Comment voyez-vous la place du formateur ?

Les formateurs ont peur de ne plus servir à rien. Crainte infondée. Ce sont eux qui donnent le sens et guident, qui permettent d’apprendre à apprendre. Un formateur ne porte pas une bibliothèque en lui. Il est un point de repère, comme une balise sur un chemin de randonnée. Il doit utiliser le temps passé avec les apprenants à confronter les pensées et les expériences, à privilégier les interactions. On ne s’improvise pas formateur ; c’est un métier. Pour en revenir à Internet, l’outil ne fait pas la formation. Dans un Mooc, par exemple, les activités doivent être pensées pour permettre aux inscrits d’atteindre des objectifs. Il ne suffit pas d’avoir une webcam pour réaliser de jolies vidéos en oubliant le métier d’ingénierie pédagogique ! Ce n’est pas non plus parce que les jeunes ont des téléphones plein les poches qu’ils sauront se former avec cet outil-là… Vous voulez réparer votre voiture : la belle caisse à outils que vous venez d’acheter vous rendra-t-elle capable de le faire ?

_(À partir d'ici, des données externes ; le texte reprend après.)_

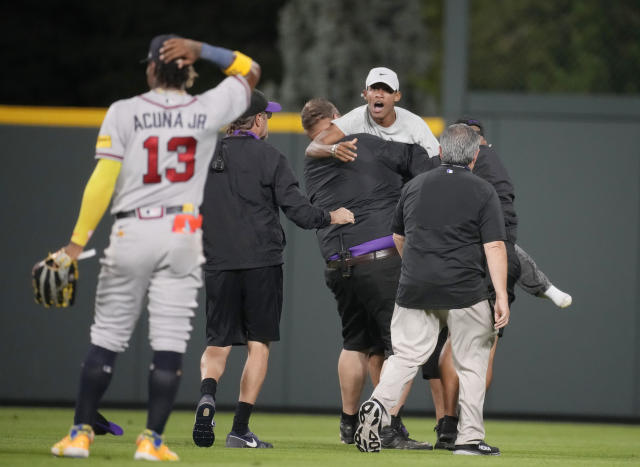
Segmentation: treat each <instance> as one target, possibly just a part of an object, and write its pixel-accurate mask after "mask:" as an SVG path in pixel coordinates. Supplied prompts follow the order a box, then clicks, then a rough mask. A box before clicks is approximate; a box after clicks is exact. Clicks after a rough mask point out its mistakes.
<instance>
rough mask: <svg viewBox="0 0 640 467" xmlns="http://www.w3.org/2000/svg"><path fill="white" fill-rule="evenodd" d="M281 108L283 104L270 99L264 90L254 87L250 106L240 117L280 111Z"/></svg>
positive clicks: (252, 93)
mask: <svg viewBox="0 0 640 467" xmlns="http://www.w3.org/2000/svg"><path fill="white" fill-rule="evenodd" d="M281 110H282V106H281V105H280V104H278V103H277V102H270V101H268V100H267V98H266V97H265V95H264V94H263V93H262V91H258V90H257V89H254V90H253V93H251V103H250V104H249V108H248V109H247V110H246V111H245V112H244V113H243V114H242V115H241V116H240V118H247V117H251V116H252V115H258V114H259V113H260V112H280V111H281Z"/></svg>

Ne confondons pas non plus ressources et parcours de formation. Si un apprenant a un besoin ponctuel très précis, il trouvera sur le Net la ressource appropriée. Mais s’il aborde un apprentissage plus complexe, avec la nécessité d’articuler des notions, il sera démuni. C’est là qu’intervient le formateur.

Vous ne préconisez donc pas une modalité unique de formation ?

La clé d’une formation réussie, c’est la variété des modalités. Un solide cours de type magistral a ses vertus quand il n’est pas nécessaire de faire identifier des process. On aura même l’avantage de passer deux heures sur le sujet au lieu de quatre jours, en présence comme à distance. J’ai beaucoup pratiqué les méthodes actives et j’ai également entendu, non sans surprise, des demandes « d’un cours, bien construit, avec l’essentiel ».

Ma ligne de conduite : limiter autant que possible les contraintes non structurantes pour les apprenants et qui ne sont pas indispensables pour l’apprentissage. Si une activité réclame interactions, confrontations de points de vue, passage par le « faire », la valeur socialisante de la formation en présentiel reste inégalée. Coopérer en ligne est possible, mais c’est plus difficile. Quand il est question de travailler à deux ou quatre, avec un formateur actif, le présentiel reste la meilleure approche.